Because the data center segment contributed more revenue to the company’s total, AMD was able to expand its gross margin to 54%, ahead of the Street’s expectations.
AMD also operates a gaming sector that makes chips for video games consoles and graphics cards for PCs, but it had a disappointing quarter, with sales falling 68% from a year earlier. According to Su, this was the result of a decline in “semi-custom revenue,” which pertains to chip sales for consoles such as the PlayStation 5 and Microsoft Xbox.
As for AMD’s embedded business, which sells low-power chips for industrial and automotive applications, revenue there declined 25%, to $927 million.
Third Bridge analyst Lucas Keh said the after-hours stock decline suggests investors were hoping for the data center segment to drive even more growth than what materialized, though they may also be concerned about the weakness in AMD’s client and embedded segments.
Although AMD’s stock is headed in the wrong direction today, it’s still up more than 20% in the year to date.

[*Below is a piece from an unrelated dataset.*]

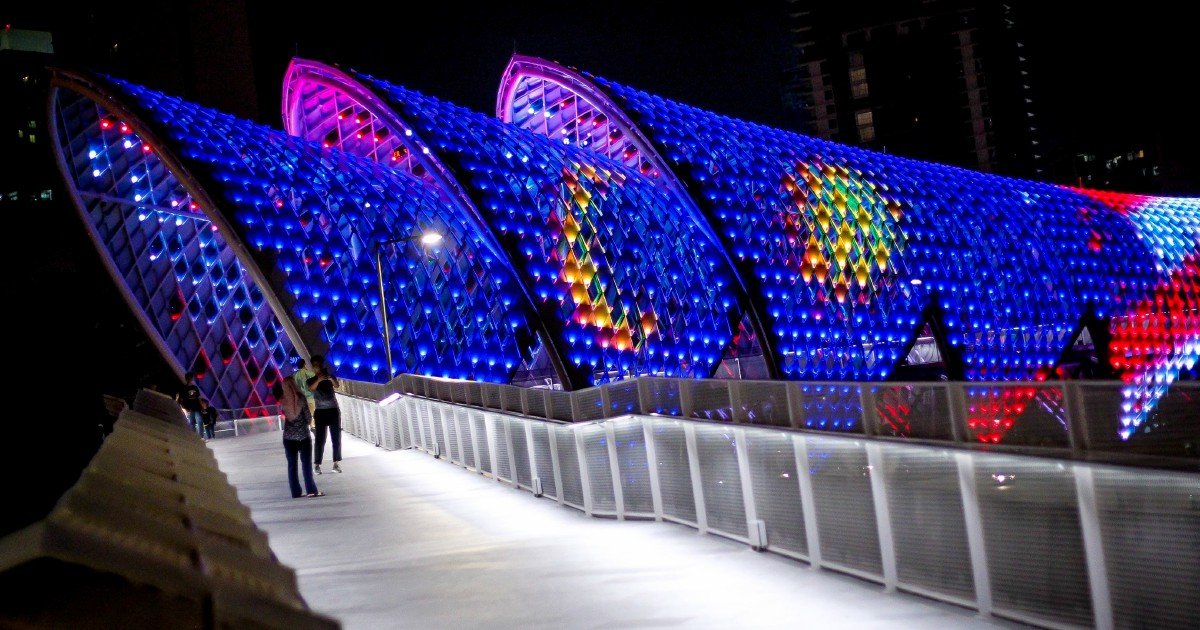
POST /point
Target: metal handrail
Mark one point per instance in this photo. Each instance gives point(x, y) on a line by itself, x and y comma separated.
point(851, 503)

However, the company may be concerned that rivals such as Nvidia and Broadcom Inc. have enjoyed much greater gains over the same period, benefiting from enterprises’ insatiable demand for AI chips.
AMD might have hoped for better, since it’s the world’s second-biggest supplier of GPUs after Nvidia, but it still has reason to be optimistic about its longer-term prospects. During the quarter, it announced the next generation of its Instinct AI accelerator, the MI325X chip, plus a new networking platform based on the AMD Pensando Salina data processing unit. According to the company, the MI325X accelerator provides 1.3 times greater performance than Nvidia’s most powerful alternative, the H200 GPU, with 1.8 times greater capacity and 1.3 times more bandwidth.
The chipmaker has been tight-lipped about its expectations for the MI325X accelerator. But it cites third-party data that forecasts the AI GPU market to grow to more than $500 billion by 2028, which suggests there’s enormous room for growth if AMD can take more market share away from Nvidia.
Currently, the company only commands a small fraction of that market. During the conference call, Jean Hu, AMD’s executive vice president, treasurer and chief financial officer, said the company expects to generate $5 billion in AI chip sales this year, up from $4.5 billion in 2023.
“Customer and partner interest in the MI325X is high,” Su said when asked about its prospects. “Production shipments are planned to start this quarter.”
Keh said GPU sales will continue to be the main driver of AMD’s growth going forward, and although it remains the “clear number two” in the AI accelerator market, it can benefit from Nvidia’s delays in bringing its next-generation Blackwell GPUs to market.
“AMD has a good opportunity to gain incremental share from Nvidia with its 325x and 350 Instinct products amidst the current Blackwell delay concerns,” he said.